Providing the space to accommodate those goals is a top priority. An architect has been selected to design a second building that will expand classroom and laboratory space, consolidate programs and faculty spread out in eight locations and provide a home for the Global Health Institute.

In many respects, the new building will enhance the school’s strengths as a global health leader in AIDS, nutrition, antibiotic resistance, diabetes and obesity, and safe water. “Improvement in global health not only saves millions of lives each year but also jump-starts poorer nations to become part of the world economy,” said Curran. “Paying attention to global health is the right thing to do.”

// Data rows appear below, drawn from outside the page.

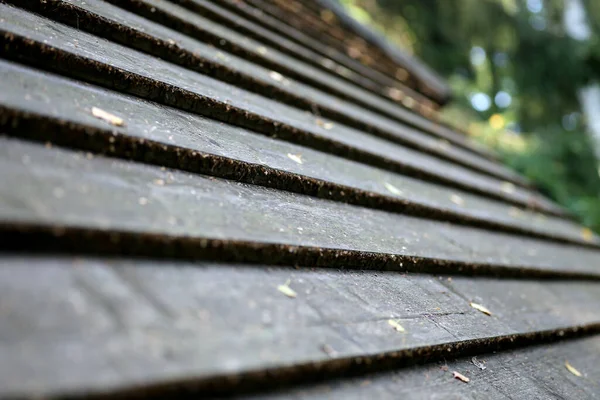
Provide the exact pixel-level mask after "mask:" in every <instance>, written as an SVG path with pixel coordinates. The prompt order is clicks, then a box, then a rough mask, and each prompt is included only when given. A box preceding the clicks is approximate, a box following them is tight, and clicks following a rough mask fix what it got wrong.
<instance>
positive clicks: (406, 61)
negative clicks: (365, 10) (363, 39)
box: [303, 0, 452, 104]
mask: <svg viewBox="0 0 600 400" xmlns="http://www.w3.org/2000/svg"><path fill="white" fill-rule="evenodd" d="M303 3H304V4H305V5H307V6H309V7H310V6H312V8H313V9H317V10H318V12H319V13H321V12H323V11H330V12H333V13H334V14H335V16H336V20H335V22H337V23H339V26H340V28H341V29H342V30H343V31H344V32H345V33H347V32H350V34H351V35H357V36H358V37H359V38H360V39H364V40H366V41H367V42H368V43H369V45H370V47H371V48H373V47H374V48H376V49H379V50H381V51H382V52H383V54H384V55H385V57H386V58H389V59H391V60H392V63H393V64H395V65H401V66H402V67H403V68H404V69H406V71H407V72H408V73H409V77H413V76H414V77H415V78H416V82H415V83H416V84H413V85H414V86H413V87H416V88H419V89H420V90H421V91H422V92H423V93H426V94H428V95H430V96H432V97H436V98H437V99H438V102H439V103H440V104H444V103H446V102H447V101H448V100H449V99H450V97H451V95H452V94H451V93H450V88H449V87H448V84H447V83H446V82H445V81H444V80H443V79H442V78H441V77H440V76H439V75H438V74H437V73H436V72H435V71H433V70H432V69H431V68H429V67H428V66H427V65H425V64H423V63H422V62H420V61H418V60H417V59H415V57H414V56H412V57H411V56H409V55H408V54H406V53H405V52H403V51H401V50H400V49H398V47H397V46H395V45H393V44H391V43H390V42H389V41H388V40H387V39H386V38H385V37H384V36H383V35H381V34H378V33H377V32H375V31H373V30H372V29H369V28H368V27H366V26H365V25H363V24H362V23H360V22H359V21H357V20H355V19H354V18H352V17H351V16H350V15H348V11H347V10H346V9H345V8H344V6H342V5H341V4H340V3H339V2H337V1H336V0H315V1H314V2H311V1H309V2H306V1H304V2H303ZM399 72H400V74H401V75H404V73H403V72H402V71H399ZM411 84H412V82H411Z"/></svg>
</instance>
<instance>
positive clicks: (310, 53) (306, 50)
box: [175, 0, 433, 107]
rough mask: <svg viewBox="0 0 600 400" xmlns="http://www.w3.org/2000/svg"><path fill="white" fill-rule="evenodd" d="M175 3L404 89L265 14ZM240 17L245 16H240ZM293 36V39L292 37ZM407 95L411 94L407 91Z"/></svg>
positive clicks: (314, 58) (216, 20) (380, 87)
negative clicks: (253, 19) (233, 24)
mask: <svg viewBox="0 0 600 400" xmlns="http://www.w3.org/2000/svg"><path fill="white" fill-rule="evenodd" d="M175 2H177V3H178V4H180V5H182V6H184V7H188V8H190V9H191V10H194V11H195V12H198V13H200V15H202V16H204V17H205V18H209V19H211V20H214V21H215V22H219V23H221V24H230V23H231V22H232V21H236V25H234V26H235V29H236V30H237V31H238V32H240V33H242V34H245V35H249V36H250V37H252V38H253V39H255V40H259V41H263V42H265V43H267V44H268V45H269V46H271V47H274V48H276V49H277V50H279V51H282V52H285V53H288V54H289V55H291V56H292V57H298V56H302V57H303V60H304V61H306V62H310V63H311V64H313V65H314V66H317V67H320V68H323V65H322V61H321V60H322V58H323V57H324V58H326V59H329V60H332V61H334V62H335V63H337V64H338V65H341V66H343V67H345V68H347V69H349V70H351V71H353V72H355V73H357V74H359V75H361V76H364V77H367V78H369V79H371V80H373V81H374V82H376V83H377V84H378V86H379V88H380V91H379V92H380V93H382V94H383V93H386V92H387V90H388V89H389V88H398V89H401V90H403V91H404V90H405V88H404V85H402V83H401V82H399V81H397V80H395V79H393V78H391V77H389V76H387V75H385V74H383V73H382V72H380V71H377V70H376V69H373V68H370V67H367V66H366V65H363V64H362V63H360V62H359V61H357V60H354V59H352V58H351V57H349V56H347V55H346V54H343V53H341V52H339V51H338V50H336V49H334V48H332V47H329V46H327V45H325V44H324V43H323V42H322V41H321V42H318V41H316V40H314V39H312V38H311V37H310V36H308V35H305V34H303V33H302V32H300V31H298V30H296V29H295V28H294V27H292V26H290V25H289V24H287V25H284V24H281V25H280V24H277V21H276V20H274V19H273V18H267V16H266V15H257V14H254V17H255V18H256V19H257V20H258V21H256V20H255V21H252V18H248V17H249V16H250V15H251V14H246V13H244V14H243V15H240V14H237V15H236V14H233V13H231V12H230V11H229V10H227V9H225V8H223V7H221V5H223V3H222V2H208V1H204V0H175ZM240 16H243V17H244V18H240ZM288 22H289V21H288ZM282 25H283V26H282ZM290 36H292V37H293V38H290ZM276 38H277V39H276ZM298 49H301V50H298ZM304 56H306V58H304ZM406 94H407V95H409V94H408V93H406ZM386 97H387V96H386ZM419 97H420V96H416V97H415V98H413V101H415V102H416V101H418V99H419ZM421 100H425V98H421ZM426 102H427V101H426ZM407 104H408V103H407ZM428 106H429V107H433V104H429V105H428Z"/></svg>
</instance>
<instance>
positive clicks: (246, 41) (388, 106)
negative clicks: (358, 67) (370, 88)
mask: <svg viewBox="0 0 600 400" xmlns="http://www.w3.org/2000/svg"><path fill="white" fill-rule="evenodd" d="M115 4H116V5H118V6H120V7H123V8H126V9H129V10H132V11H135V12H136V13H138V14H140V15H143V16H144V17H145V18H148V19H151V20H153V21H157V22H159V23H161V24H163V25H165V26H168V27H171V28H173V29H175V30H178V31H180V32H182V33H185V34H186V35H189V36H191V37H193V38H195V39H197V40H199V41H203V42H207V43H209V44H211V45H213V46H215V47H217V48H221V49H223V50H225V51H226V52H228V53H231V54H234V55H238V56H240V57H242V58H246V59H249V60H251V61H253V62H255V63H257V64H260V65H264V66H265V67H267V68H269V69H273V70H275V71H280V72H281V73H282V74H283V75H284V76H286V77H289V78H293V79H296V80H298V81H300V82H304V83H307V84H309V85H311V86H315V87H317V88H320V89H322V90H323V91H326V92H329V93H334V94H335V95H336V96H338V97H341V98H344V99H347V100H349V101H352V102H355V103H357V104H359V105H360V106H361V107H363V108H366V109H368V110H371V111H374V112H377V113H380V114H383V115H385V116H386V117H388V118H392V119H396V120H398V121H399V122H402V123H407V124H410V125H412V126H415V127H418V128H420V129H422V130H423V131H424V133H426V134H430V135H434V136H436V137H439V138H443V139H445V140H448V141H450V142H452V143H455V144H458V145H460V146H462V147H465V148H467V149H469V150H471V151H474V152H476V153H479V154H482V155H484V156H487V157H491V158H493V157H494V155H493V154H492V152H491V151H490V150H489V149H486V148H485V147H483V146H481V145H478V144H476V143H473V142H469V141H468V140H466V139H465V137H464V136H462V135H460V134H458V133H456V132H453V131H451V130H448V129H447V128H444V127H442V126H440V125H438V124H436V123H433V122H432V121H429V120H427V119H423V118H418V117H417V116H416V115H414V114H412V113H410V112H407V111H405V110H403V109H402V108H401V107H398V106H397V105H395V104H392V103H390V102H389V101H383V100H382V99H381V98H380V97H379V96H374V95H373V94H372V93H370V92H369V91H368V90H364V89H361V88H359V87H357V86H356V85H353V84H352V82H350V83H348V82H345V81H343V80H340V79H339V78H336V77H335V76H333V75H330V74H327V73H326V71H322V70H319V69H317V68H315V67H312V66H311V65H309V64H306V63H303V62H302V61H299V60H297V59H294V58H292V57H289V56H287V55H286V54H284V53H282V52H280V51H278V50H276V49H273V48H272V47H270V46H268V45H266V44H264V43H262V42H258V41H254V40H252V39H249V38H248V37H246V36H244V35H241V34H239V33H238V32H236V31H235V30H231V29H229V28H228V27H227V26H223V25H218V24H215V23H214V22H212V21H210V20H208V19H206V18H203V17H201V16H200V15H198V14H195V13H190V12H189V10H186V9H184V8H182V7H178V6H177V5H175V4H172V3H171V2H170V1H159V0H132V1H129V0H128V1H119V2H115ZM152 10H154V11H152Z"/></svg>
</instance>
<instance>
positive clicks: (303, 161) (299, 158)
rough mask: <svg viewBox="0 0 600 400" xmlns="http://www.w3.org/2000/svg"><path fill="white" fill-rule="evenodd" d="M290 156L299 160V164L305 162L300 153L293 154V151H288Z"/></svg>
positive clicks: (290, 158)
mask: <svg viewBox="0 0 600 400" xmlns="http://www.w3.org/2000/svg"><path fill="white" fill-rule="evenodd" d="M288 158H289V159H291V160H293V161H295V162H297V163H298V164H303V163H304V161H303V160H302V156H301V155H300V154H292V153H288Z"/></svg>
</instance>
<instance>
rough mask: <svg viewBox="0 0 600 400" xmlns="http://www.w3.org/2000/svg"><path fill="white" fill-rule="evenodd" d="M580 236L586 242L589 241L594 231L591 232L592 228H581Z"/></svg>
mask: <svg viewBox="0 0 600 400" xmlns="http://www.w3.org/2000/svg"><path fill="white" fill-rule="evenodd" d="M581 237H582V238H583V240H585V241H586V242H591V241H592V240H593V239H594V232H592V230H591V229H589V228H583V229H582V230H581Z"/></svg>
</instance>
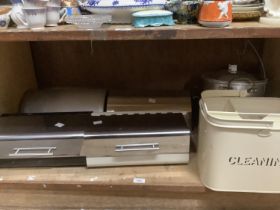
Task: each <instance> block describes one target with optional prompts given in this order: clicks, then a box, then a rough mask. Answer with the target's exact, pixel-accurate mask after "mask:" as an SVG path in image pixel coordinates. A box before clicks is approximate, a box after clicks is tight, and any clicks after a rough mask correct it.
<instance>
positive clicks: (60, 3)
mask: <svg viewBox="0 0 280 210" xmlns="http://www.w3.org/2000/svg"><path fill="white" fill-rule="evenodd" d="M47 6H49V7H60V6H61V0H49V2H48V3H47Z"/></svg>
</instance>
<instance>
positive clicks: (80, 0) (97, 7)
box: [78, 0, 166, 23]
mask: <svg viewBox="0 0 280 210" xmlns="http://www.w3.org/2000/svg"><path fill="white" fill-rule="evenodd" d="M78 2H79V5H80V6H81V7H82V8H84V9H86V10H88V11H90V12H92V13H94V14H109V15H112V22H113V23H131V22H132V16H131V15H132V13H134V12H137V11H142V10H152V9H163V8H164V5H165V3H166V0H85V1H82V0H79V1H78Z"/></svg>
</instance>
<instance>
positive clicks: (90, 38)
mask: <svg viewBox="0 0 280 210" xmlns="http://www.w3.org/2000/svg"><path fill="white" fill-rule="evenodd" d="M279 37H280V27H275V26H269V25H264V24H261V23H258V22H236V23H233V24H232V25H231V26H230V27H227V28H205V27H201V26H199V25H175V26H172V27H158V28H143V29H142V28H141V29H136V28H134V27H132V26H130V25H109V26H106V27H103V28H101V29H97V30H85V29H78V28H77V27H76V26H73V25H62V26H58V27H48V28H45V29H44V30H36V31H32V30H29V29H15V28H10V29H8V30H5V31H1V32H0V41H48V40H49V41H55V40H57V41H60V40H93V41H95V40H101V41H103V40H151V39H154V40H168V39H225V38H279Z"/></svg>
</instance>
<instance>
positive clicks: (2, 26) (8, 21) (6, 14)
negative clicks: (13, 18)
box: [0, 13, 10, 30]
mask: <svg viewBox="0 0 280 210" xmlns="http://www.w3.org/2000/svg"><path fill="white" fill-rule="evenodd" d="M9 23H10V13H7V14H3V15H0V30H2V29H7V28H8V25H9Z"/></svg>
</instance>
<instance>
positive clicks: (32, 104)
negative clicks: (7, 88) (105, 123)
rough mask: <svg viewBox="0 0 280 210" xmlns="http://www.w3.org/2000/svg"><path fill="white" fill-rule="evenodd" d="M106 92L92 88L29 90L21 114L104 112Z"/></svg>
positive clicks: (26, 93) (44, 89)
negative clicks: (64, 112) (25, 113)
mask: <svg viewBox="0 0 280 210" xmlns="http://www.w3.org/2000/svg"><path fill="white" fill-rule="evenodd" d="M105 100H106V90H101V89H92V88H69V87H65V88H46V89H42V90H29V91H27V92H26V93H25V94H24V97H23V99H22V101H21V105H20V112H21V113H50V112H103V111H104V108H105Z"/></svg>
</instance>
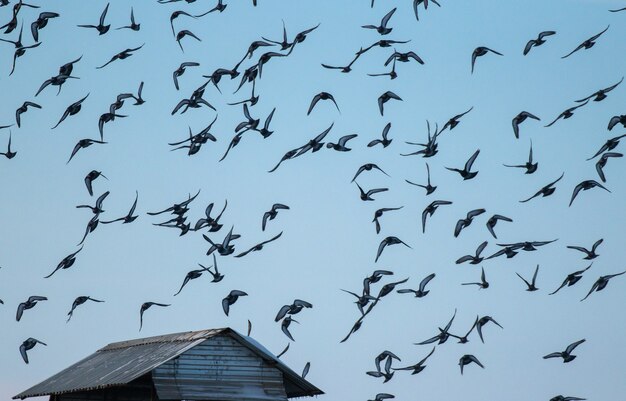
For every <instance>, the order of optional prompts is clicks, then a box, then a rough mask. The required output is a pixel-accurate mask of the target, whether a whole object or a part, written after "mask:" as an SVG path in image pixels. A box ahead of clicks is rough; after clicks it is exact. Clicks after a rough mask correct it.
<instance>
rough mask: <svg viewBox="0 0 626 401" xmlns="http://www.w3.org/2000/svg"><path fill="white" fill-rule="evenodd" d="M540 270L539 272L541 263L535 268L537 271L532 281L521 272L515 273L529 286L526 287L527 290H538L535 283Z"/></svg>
mask: <svg viewBox="0 0 626 401" xmlns="http://www.w3.org/2000/svg"><path fill="white" fill-rule="evenodd" d="M538 272H539V265H537V267H536V268H535V273H534V274H533V278H532V280H531V282H530V283H529V282H528V281H527V280H526V279H525V278H524V277H522V276H521V275H520V274H519V273H515V274H517V277H519V278H521V279H522V281H523V282H524V283H525V284H526V286H527V287H528V288H527V289H526V291H537V290H538V289H539V288H537V287H536V285H535V283H536V281H537V273H538Z"/></svg>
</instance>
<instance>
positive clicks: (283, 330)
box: [280, 316, 299, 341]
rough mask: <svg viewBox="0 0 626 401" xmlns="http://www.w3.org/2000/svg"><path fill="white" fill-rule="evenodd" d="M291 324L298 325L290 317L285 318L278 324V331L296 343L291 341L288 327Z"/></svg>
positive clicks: (294, 321)
mask: <svg viewBox="0 0 626 401" xmlns="http://www.w3.org/2000/svg"><path fill="white" fill-rule="evenodd" d="M291 322H296V323H299V322H298V321H297V320H296V319H293V318H292V317H291V316H286V317H285V318H284V319H283V321H282V322H281V323H280V330H281V331H282V332H283V334H285V335H286V336H287V338H289V339H290V340H291V341H296V340H294V339H293V336H292V335H291V332H290V331H289V326H290V325H291Z"/></svg>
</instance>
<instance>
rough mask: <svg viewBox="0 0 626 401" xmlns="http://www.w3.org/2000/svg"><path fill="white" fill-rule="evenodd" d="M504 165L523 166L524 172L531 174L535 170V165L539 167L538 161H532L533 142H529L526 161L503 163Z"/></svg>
mask: <svg viewBox="0 0 626 401" xmlns="http://www.w3.org/2000/svg"><path fill="white" fill-rule="evenodd" d="M503 166H504V167H515V168H523V169H526V171H525V172H524V174H532V173H534V172H535V171H537V167H539V163H533V143H532V141H531V142H530V151H529V152H528V161H527V162H526V163H524V164H517V165H510V164H503Z"/></svg>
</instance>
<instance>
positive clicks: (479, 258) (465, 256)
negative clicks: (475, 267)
mask: <svg viewBox="0 0 626 401" xmlns="http://www.w3.org/2000/svg"><path fill="white" fill-rule="evenodd" d="M487 244H488V242H487V241H484V242H482V243H481V244H480V245H478V248H476V253H475V254H474V255H465V256H461V257H460V258H459V259H457V261H456V262H455V263H456V264H457V265H459V264H461V263H465V262H470V264H472V265H477V264H479V263H480V262H482V261H483V259H484V258H482V257H481V256H480V254H481V253H482V252H483V250H484V249H485V247H487Z"/></svg>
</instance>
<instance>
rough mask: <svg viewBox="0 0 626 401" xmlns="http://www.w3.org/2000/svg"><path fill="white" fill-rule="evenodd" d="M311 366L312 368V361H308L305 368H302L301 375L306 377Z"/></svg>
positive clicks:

Partners in Predictive Health
Public health is fundamental to the success of the Woodruff Health Sciences Center’s Predictive Health Initiative, a key part of “Exploring New Frontiers in Science and Technology” in Emory’s Strategic Plan. Launched in 2005, the PHI serves as a new model of health care that emphasizes maintaining health rather than treating disease. Its programs encompass Emory researchers in medicine, public health and nursing, as well as scientists at Georgia Tech. RSPH faculty head six of the 18 research projects under way. Projects include cancer risk prediction and prevention, led by Roberd Bostick in the department of epidemiology, and models to predict Parkinson’s disease, led by Gary Miller in the department of environmental and occupational health.